In the broader context, Trump still maintains a sizable advantage over Cruz -- in the delegate count, in the number of raw popular votes, and the number of state victories -- and many of the upcoming contests look favorable for the frontrunner.
So is Wisconsin a speedbump for the Republican favorite or evidence of a Cruz surge? At this point, it's difficult to say with certainty, though last night, if nothing else, created an opportunity for the right-wing Texas senator. Trump's path to 1,237 was difficult before yesterday, it's even more challenging now.
As for Democrats, Sanders went all out to win Wisconsin -- he took full advantage of his massive fundraising to outspend Hillary Clinton in ad buys by a nearly three-to-one
margin -- and the efforts paid off
Bernie Sanders picked up a bigger-than-expected win Tuesday in Wisconsin's primary, casting light on Hillary Clinton's lingering vulnerabilities with parts of the Democratic coalition while doing little to slow her path to the eventual nomination. The win will almost certainly translate into a fundraising windfall worth several million dollars for Sanders, and give him a boost of momentum ahead of New York's critical primary two weeks from now. But while the victory keeps Sanders on the path his advisers insist can still lead him to the Democratic nomination, the 15 delegates NBC News projects he will net from Wisconsin will do little to veer Clinton off her course.
I can appreciate why this gets extremely frustrating for Sanders' supporters. In recent weeks, it seems every news report says roughly the same thing: The Vermont senator has scored another impressive victory, which has done little to change the overall race.
The problem for Sanders and his backers is, those reports are accurate. Going into yesterday's primary, the delegate math showed that he would need to win roughly 57% to avoid falling further behind. Sanders did exactly that. But the net gain in the delegate count will probably be about 15, which isn't bad, but which represents only a modest dent in Clinton's overall advantage.

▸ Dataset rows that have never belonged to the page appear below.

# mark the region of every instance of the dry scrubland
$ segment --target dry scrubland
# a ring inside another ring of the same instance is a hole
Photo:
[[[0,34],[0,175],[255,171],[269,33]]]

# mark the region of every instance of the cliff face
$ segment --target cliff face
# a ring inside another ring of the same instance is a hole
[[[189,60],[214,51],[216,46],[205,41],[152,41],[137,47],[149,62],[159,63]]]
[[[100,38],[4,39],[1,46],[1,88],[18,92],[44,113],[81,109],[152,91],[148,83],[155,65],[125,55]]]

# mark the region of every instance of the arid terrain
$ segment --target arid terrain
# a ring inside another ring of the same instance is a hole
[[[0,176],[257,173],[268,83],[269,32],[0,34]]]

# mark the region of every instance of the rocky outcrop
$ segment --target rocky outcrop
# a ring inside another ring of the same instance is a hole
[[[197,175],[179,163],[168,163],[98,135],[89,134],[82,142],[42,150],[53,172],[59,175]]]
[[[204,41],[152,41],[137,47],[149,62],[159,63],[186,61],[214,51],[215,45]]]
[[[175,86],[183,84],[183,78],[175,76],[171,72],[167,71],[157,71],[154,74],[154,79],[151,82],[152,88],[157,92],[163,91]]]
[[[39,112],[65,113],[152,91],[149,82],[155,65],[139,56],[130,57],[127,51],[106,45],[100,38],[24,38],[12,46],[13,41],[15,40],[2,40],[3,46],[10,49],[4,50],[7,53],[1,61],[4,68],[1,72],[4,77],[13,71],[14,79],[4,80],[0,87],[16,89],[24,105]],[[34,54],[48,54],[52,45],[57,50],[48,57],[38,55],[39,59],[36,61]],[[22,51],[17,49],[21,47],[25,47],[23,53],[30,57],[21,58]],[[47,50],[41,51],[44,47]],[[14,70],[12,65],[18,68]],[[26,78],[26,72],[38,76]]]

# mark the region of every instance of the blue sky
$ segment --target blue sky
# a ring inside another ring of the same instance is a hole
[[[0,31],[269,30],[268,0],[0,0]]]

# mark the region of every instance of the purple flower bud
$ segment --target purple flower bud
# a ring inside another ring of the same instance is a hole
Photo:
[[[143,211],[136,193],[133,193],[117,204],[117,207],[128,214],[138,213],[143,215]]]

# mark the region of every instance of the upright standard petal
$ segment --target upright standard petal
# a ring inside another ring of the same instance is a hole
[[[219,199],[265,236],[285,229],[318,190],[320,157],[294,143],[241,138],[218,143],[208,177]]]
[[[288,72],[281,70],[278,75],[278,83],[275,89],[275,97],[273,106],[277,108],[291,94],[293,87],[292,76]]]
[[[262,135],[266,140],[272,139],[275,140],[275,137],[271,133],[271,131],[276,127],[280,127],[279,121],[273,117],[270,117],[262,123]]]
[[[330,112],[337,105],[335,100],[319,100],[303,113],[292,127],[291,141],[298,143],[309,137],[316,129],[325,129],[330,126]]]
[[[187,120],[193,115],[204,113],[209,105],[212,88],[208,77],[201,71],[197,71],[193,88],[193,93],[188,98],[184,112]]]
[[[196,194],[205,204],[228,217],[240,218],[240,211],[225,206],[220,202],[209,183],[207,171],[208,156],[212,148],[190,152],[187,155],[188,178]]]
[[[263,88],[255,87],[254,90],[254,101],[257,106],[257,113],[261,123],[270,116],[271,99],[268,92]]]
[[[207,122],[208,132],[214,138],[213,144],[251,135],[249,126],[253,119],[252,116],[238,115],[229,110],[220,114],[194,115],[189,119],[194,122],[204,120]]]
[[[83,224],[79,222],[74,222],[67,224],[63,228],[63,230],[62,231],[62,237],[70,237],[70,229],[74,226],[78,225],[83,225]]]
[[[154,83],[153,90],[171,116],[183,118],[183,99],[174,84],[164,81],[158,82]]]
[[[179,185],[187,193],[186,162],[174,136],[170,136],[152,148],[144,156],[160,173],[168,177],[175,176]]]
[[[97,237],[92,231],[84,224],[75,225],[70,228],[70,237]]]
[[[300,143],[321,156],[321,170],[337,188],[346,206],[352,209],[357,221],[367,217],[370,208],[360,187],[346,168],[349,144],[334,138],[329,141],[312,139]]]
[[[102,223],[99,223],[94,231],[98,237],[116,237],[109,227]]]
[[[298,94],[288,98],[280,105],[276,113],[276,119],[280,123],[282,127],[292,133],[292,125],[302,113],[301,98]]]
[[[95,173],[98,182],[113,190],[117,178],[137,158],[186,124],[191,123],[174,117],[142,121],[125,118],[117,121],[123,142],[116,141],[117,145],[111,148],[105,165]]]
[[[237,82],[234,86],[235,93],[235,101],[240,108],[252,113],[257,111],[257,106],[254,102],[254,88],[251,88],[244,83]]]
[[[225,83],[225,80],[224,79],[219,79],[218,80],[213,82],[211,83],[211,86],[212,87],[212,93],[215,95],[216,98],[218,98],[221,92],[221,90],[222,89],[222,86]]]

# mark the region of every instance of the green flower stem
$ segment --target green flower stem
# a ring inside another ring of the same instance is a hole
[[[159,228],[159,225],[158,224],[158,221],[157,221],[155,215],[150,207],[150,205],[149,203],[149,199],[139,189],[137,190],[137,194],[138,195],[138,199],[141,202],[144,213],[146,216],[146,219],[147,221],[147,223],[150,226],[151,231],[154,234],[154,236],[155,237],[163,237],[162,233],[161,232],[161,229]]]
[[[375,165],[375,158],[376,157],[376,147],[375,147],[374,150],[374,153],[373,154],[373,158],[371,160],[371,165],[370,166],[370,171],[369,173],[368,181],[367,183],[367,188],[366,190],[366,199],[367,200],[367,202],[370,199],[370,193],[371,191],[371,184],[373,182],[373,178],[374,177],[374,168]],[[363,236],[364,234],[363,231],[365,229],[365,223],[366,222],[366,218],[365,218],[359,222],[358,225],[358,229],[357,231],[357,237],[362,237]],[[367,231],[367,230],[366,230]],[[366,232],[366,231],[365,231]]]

There is no doubt that the Wisconsin results will put even more money in Team Sanders' campaign coffers, and give the entire operation a morale boost. What's more, the campaign will claim the Vermont independent now has "momentum" going into the next round of contests.
But it's not altogether clear "momentum" actually exists in this race, at least in a tangible sense. In the primaries on March 15 and 22, Clinton won six out of eight, including big wins in Florida, Ohio, and Arizona. Did this create a sense of "momentum" that gave her a bounce? Not even a little -- in the seven races that have followed, she's now lost six. Big, impressive victories in some states didn't influence voters' behavior in other states.
The Washington Post reported
this morning, "Momentum feels
important. It feels important to win states, just as it feels important to string together a number of singles and doubles in an inning even if you're trailing by 11 runs. It feels like you're getting somewhere.... But here, in the hard math of the Democratic delegate process, in a series of contests where Clinton has still gotten millions more votes than Sanders -- that momentum is mostly a mirage."